Robotics

New monocular vision framework grasps soft and rigid objects without tactile sensors

A single RGB camera + language-based stiffness estimation enables stable grasping of lettuce, cheese, and more.

Deep Dive

Researchers Shail Jadav and Dongheui Lee have developed a monocular vision-based control framework for robotic grasping that unifies handling of both soft and rigid objects within a single pipeline. Unlike existing approaches that require separate strategies—often relying on tactile sensing, object-specific models, or specialized grippers—this system uses only RGB camera input and a standard position-controlled gripper. The framework integrates multiple computer vision components: open-vocabulary object detection, image segmentation, boundary-aware point assignment, real-time point tracking, and monocular depth estimation. A key innovation is a language-based stiffness estimation model that infers an object's expected compliance from its semantic description (e.g., 'lettuce' suggests high deformability) and provides an object-level prior for selecting the grasping strategy before contact.

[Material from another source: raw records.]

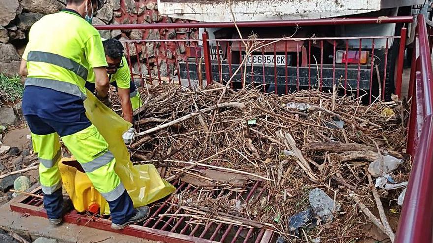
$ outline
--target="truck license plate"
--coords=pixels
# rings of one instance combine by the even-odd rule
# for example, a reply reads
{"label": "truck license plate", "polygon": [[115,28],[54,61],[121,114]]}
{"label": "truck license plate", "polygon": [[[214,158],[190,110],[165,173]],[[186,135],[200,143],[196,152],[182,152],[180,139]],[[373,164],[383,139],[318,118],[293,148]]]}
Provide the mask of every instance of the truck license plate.
{"label": "truck license plate", "polygon": [[[290,61],[290,57],[287,56],[289,62]],[[253,65],[265,65],[266,66],[272,65],[276,64],[278,66],[285,66],[286,56],[284,55],[253,55],[248,56],[247,59],[247,63],[248,64]]]}

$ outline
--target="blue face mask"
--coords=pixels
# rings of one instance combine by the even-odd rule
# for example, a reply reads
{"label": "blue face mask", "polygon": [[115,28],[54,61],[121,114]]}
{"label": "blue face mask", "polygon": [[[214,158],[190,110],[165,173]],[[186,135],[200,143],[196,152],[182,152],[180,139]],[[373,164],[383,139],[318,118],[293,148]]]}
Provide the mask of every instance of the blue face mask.
{"label": "blue face mask", "polygon": [[92,2],[91,2],[91,8],[92,9],[92,14],[90,15],[90,17],[88,16],[88,14],[87,12],[87,8],[86,8],[86,15],[84,16],[84,20],[89,22],[89,24],[92,25],[92,21],[93,19],[93,7],[92,6]]}

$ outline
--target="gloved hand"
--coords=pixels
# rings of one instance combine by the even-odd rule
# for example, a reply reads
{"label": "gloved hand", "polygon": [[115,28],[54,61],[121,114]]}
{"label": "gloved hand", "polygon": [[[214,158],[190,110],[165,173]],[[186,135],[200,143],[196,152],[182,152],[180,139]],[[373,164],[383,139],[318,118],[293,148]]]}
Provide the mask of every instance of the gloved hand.
{"label": "gloved hand", "polygon": [[108,95],[104,99],[101,100],[101,101],[104,103],[104,105],[107,106],[108,108],[111,108],[111,100],[110,99],[110,97]]}
{"label": "gloved hand", "polygon": [[95,95],[96,95],[96,98],[97,98],[98,100],[99,100],[100,101],[101,101],[101,102],[104,103],[104,105],[107,106],[107,107],[108,107],[108,108],[111,108],[111,100],[110,100],[110,96],[109,95],[108,95],[107,94],[107,96],[105,96],[105,97],[101,98],[99,97],[99,95],[98,95],[97,92],[96,92]]}
{"label": "gloved hand", "polygon": [[122,138],[126,144],[130,144],[135,138],[135,129],[131,128],[122,135]]}

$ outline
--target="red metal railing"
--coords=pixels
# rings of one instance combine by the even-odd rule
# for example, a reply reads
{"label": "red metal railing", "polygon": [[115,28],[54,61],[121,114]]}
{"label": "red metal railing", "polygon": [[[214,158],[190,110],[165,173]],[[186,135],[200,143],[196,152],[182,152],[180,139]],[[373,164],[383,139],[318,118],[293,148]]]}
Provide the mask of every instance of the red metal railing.
{"label": "red metal railing", "polygon": [[[412,21],[411,16],[400,16],[254,21],[239,22],[237,25],[239,28],[260,28],[402,25]],[[188,23],[95,27],[99,30],[161,30],[234,28],[235,26],[233,23]],[[400,34],[397,36],[319,38],[306,37],[295,33],[292,38],[260,38],[248,41],[236,38],[210,39],[205,29],[199,39],[122,42],[126,47],[128,62],[136,63],[133,72],[133,65],[130,65],[133,77],[140,80],[142,85],[145,80],[160,83],[176,82],[179,85],[190,86],[209,84],[214,81],[221,83],[230,81],[232,87],[260,86],[264,92],[279,93],[312,88],[332,89],[335,85],[341,90],[342,94],[356,98],[362,96],[366,103],[371,103],[376,99],[389,98],[392,93],[400,95],[407,29],[403,27],[398,30]],[[246,46],[245,42],[247,43]],[[398,44],[398,48],[392,48],[392,44]],[[213,55],[212,51],[216,54]],[[341,54],[343,57],[337,58],[341,52],[345,53]],[[354,55],[351,61],[349,52]],[[366,52],[368,53],[364,58],[366,61],[362,62],[362,52]],[[394,74],[394,69],[390,68],[397,56],[399,65]],[[284,61],[279,62],[279,60]],[[394,74],[397,77],[395,83],[392,78]],[[203,83],[204,81],[205,83]]]}
{"label": "red metal railing", "polygon": [[416,33],[408,137],[408,152],[413,156],[413,161],[395,239],[397,243],[433,241],[433,77],[431,46],[422,15],[418,17]]}
{"label": "red metal railing", "polygon": [[[270,27],[281,26],[309,26],[317,25],[346,25],[353,24],[407,23],[411,17],[366,18],[361,19],[333,19],[303,21],[240,22],[240,28],[246,27]],[[233,23],[207,23],[184,24],[157,24],[108,25],[97,26],[98,29],[145,29],[200,28],[235,27]],[[404,56],[407,29],[403,26],[397,36],[311,37],[285,39],[261,38],[255,41],[262,44],[253,53],[246,55],[247,47],[239,39],[210,39],[205,30],[200,39],[134,40],[124,41],[126,46],[129,63],[130,52],[138,53],[144,51],[145,64],[137,55],[138,76],[144,83],[144,79],[156,80],[158,82],[177,82],[181,85],[194,86],[213,81],[224,83],[230,80],[234,72],[231,84],[268,86],[273,91],[278,92],[278,87],[284,87],[284,93],[301,88],[325,89],[340,83],[341,94],[350,94],[356,97],[364,96],[368,102],[386,96],[386,82],[395,82],[395,93],[401,95],[403,62]],[[409,84],[409,97],[412,104],[408,135],[408,153],[413,157],[413,167],[406,196],[404,200],[395,242],[398,243],[433,242],[433,85],[431,83],[432,68],[430,50],[432,40],[429,38],[424,17],[418,17],[416,37],[413,43],[412,62]],[[396,53],[391,54],[391,40],[398,40],[399,46]],[[358,45],[351,46],[351,43]],[[371,43],[371,48],[366,48],[365,43]],[[380,43],[381,42],[381,44]],[[216,50],[216,55],[211,53],[211,44]],[[263,45],[264,44],[264,45]],[[130,49],[130,47],[132,47]],[[152,52],[149,49],[152,48]],[[226,54],[220,53],[224,49]],[[141,51],[142,50],[142,51]],[[172,50],[175,57],[167,57],[167,52]],[[357,50],[359,53],[357,63],[349,63],[348,58],[338,65],[337,51]],[[369,63],[361,63],[361,52],[368,50]],[[327,54],[331,54],[327,57]],[[149,55],[152,53],[153,56]],[[161,54],[165,54],[161,55]],[[226,54],[227,53],[230,54]],[[397,61],[390,63],[388,56],[396,55]],[[287,61],[291,55],[293,63]],[[382,58],[379,56],[381,55]],[[225,56],[225,58],[223,56]],[[268,56],[274,60],[265,65]],[[135,55],[134,55],[135,56]],[[261,65],[253,61],[243,62],[248,58],[253,60],[261,56]],[[278,56],[285,57],[286,61],[278,65]],[[149,61],[152,58],[156,62]],[[325,59],[328,59],[327,63]],[[296,61],[295,61],[296,60]],[[160,62],[159,61],[161,62]],[[394,71],[396,64],[395,80],[389,80],[390,70]],[[151,66],[151,64],[153,67]],[[243,64],[243,65],[241,65]],[[132,65],[131,65],[132,66]],[[146,70],[142,70],[145,67]],[[245,70],[244,70],[245,69]],[[153,70],[153,71],[152,71]],[[132,71],[132,67],[131,67]],[[146,74],[146,72],[147,74]],[[203,74],[205,77],[203,77]],[[273,84],[273,86],[271,86]],[[380,84],[380,85],[379,85]],[[378,90],[376,90],[376,89]],[[361,90],[368,91],[367,95]],[[266,91],[266,89],[264,90]],[[377,93],[374,94],[374,92]]]}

For deformable objects, grasp adaptation is governed by a Procrustes-based dissimilarity measure computed from tracked keypoints, which acts as a visual proxy for deformation. For rigid objects, gripper width is regulated through the scaling of tracked point distances. The method was validated in real-world pick-and-place experiments on a Franka Emika Research 3 arm with objects having substantially different mechanical properties: lettuce, fresh mozzarella cheese, croissants, paper towels, and hard plastic bottles. Results demonstrate stable grasping across both categories using only visual feedback, highlighting a practical, sensor-efficient, and generalizable approach for food handling and household manipulation. The paper is accepted at IEEE/ASME AIM 2026.

Key Points
  • Uses only RGB camera input + position-controlled gripper, no tactile sensors needed.
  • Language-based stiffness estimation model infers compliance from object name to choose grasp strategy.
  • Tested on Franka Emika Research 3 arm with 5 diverse objects: lettuce, mozzarella, croissants, paper towels, plastic bottles.

Why It Matters

Enables robots to grasp diverse foods and household items without expensive tactile sensors, simplifying automation.